I've recently been gifted a pair of identical cheap plastic gun bodies which others bought and decided weren't worth converting to Lasertag. Being super cheap I decided I would anyway. With a ton of projects already behind this was definitely going to be something to tackle once I'd caught up.
Except I couldn't control myself and did one of them this evening.
Once opened up there's a basic spring metal trigger switch and nasty looking but quite decent sounding loud sound/light board with fair sized speaker. It's so cheap and nasty it uses a little incandescent bulb instead of an LED for the muzzle flash.
A little look at the wiring confirmed the sound board has a power supply and separate connection that you take high to trigger it. Perfect for driving from a microcontroller. When you pull the trigger it also drives a motor with offset weight on the spindle to cause vibration but I decided to junk this.
The battery holder is easily accessible and takes three AA batteries. With alkaline batteries in this gets you 4.5V or more and connected up to the 5V side of an Arduino Nano, rather than the Vin this drives one just fine. Adding a recharge socket and rechargeable batteries is faff I can't be bothered with in a cheap fun gun.
There's also a button on the side, which in one of the guns activates a crummy laser pointer so you can do the red dot thing beloved of 80s action movies. The switch is still there in this gun despite it not having the laser and it makes a perfect reload button.
I couldn't be bothered to make up a lens assembly for these so I stuck an IR emitter in a metal holder and hot-glued it where the laser was supposed to emerge. I've put a plug/socket arrangement in case I decide to go back and fit a proper emitter. Unlensed the range is going to be poor, but I want them for a bit of fun in the Judge Dredd and Fallout based games that are being run at Dropzone next month.
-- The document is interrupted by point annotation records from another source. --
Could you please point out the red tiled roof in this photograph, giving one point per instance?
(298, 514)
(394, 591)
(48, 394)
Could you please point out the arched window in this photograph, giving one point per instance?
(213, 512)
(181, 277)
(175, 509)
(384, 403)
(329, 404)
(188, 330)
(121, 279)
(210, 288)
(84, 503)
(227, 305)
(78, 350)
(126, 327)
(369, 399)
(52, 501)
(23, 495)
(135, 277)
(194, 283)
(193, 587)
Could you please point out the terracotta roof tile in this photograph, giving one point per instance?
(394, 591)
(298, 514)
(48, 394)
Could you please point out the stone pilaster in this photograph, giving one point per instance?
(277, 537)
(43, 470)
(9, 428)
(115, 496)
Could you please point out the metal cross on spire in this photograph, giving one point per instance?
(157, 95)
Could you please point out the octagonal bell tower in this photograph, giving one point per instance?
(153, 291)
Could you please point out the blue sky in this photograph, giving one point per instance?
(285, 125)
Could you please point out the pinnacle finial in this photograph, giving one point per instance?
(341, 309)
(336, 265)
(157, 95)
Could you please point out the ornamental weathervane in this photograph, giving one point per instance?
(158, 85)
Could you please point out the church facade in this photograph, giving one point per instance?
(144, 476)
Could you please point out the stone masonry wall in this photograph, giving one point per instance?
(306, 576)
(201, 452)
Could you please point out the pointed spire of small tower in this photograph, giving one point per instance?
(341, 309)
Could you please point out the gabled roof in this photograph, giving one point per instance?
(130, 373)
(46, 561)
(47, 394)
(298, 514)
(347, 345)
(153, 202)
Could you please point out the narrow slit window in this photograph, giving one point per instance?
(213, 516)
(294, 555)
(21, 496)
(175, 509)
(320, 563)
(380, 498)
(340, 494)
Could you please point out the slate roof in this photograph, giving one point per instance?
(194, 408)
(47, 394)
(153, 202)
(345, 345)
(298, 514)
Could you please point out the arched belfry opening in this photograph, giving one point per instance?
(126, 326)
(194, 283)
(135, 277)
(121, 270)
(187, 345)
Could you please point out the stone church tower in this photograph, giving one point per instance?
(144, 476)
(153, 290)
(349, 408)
With these post-Apocalyptic themes I want to have one in each hand firing wildly, shouting obscenities in a kind of cinematic manner. Bothering about being seriously effective in Lasertag games is for other people, I mostly want to have fun. Sometimes that means being effective, sometimes that means dying in a silly way and I want some silly at Dropzone.
The only real mod I had to make to the case was to Dremel out a hole for an on/off switch in the side. Then it was wire it up to the Nano, hack some code around and it worked straight away. With no sound board to send serial commands to or different fire modes it's massively simpler than my Skorpion pistol, which being my first Tag gun took me days on end to build.
OK, right now this is single shot with no ammo count but that'll take no time to sort out. Once I've completed the code I'll convert the second body. This has a snapped off foregrip so it'll need some kind of bodgy repair. This may just be a case of filing down the sharp edges and smothering it in gaffa tape.
Something I may try in this code is to make it an 'instant on' gun. Most guns have a start up delay to stop you just turning them off/on to reload or reset the number of magazines available, which would be a bit cheaty as both have an enforced delay. This startup delay seems to take forever and can be very annoying if you've forgotten to switch it on or just want to test a sensor.
As the Arduino has EEPROM built in, it should be trivial to make it record the current shot and magazine count every time it changes. So you can turn it off/on and then it'll just carry on where you left off. It'll then need some kind of button combo to tell it to reset, this could be as simple as holding down reload while switching it on, at which point you get the long startup sequence. Or something like that. Really, the long startup sounds trivial but it is a pain in the arse and it's one of the things tagger moan about, so experimenting with alternatives seems like something to do. If it works well I'll add it to the Skorpion.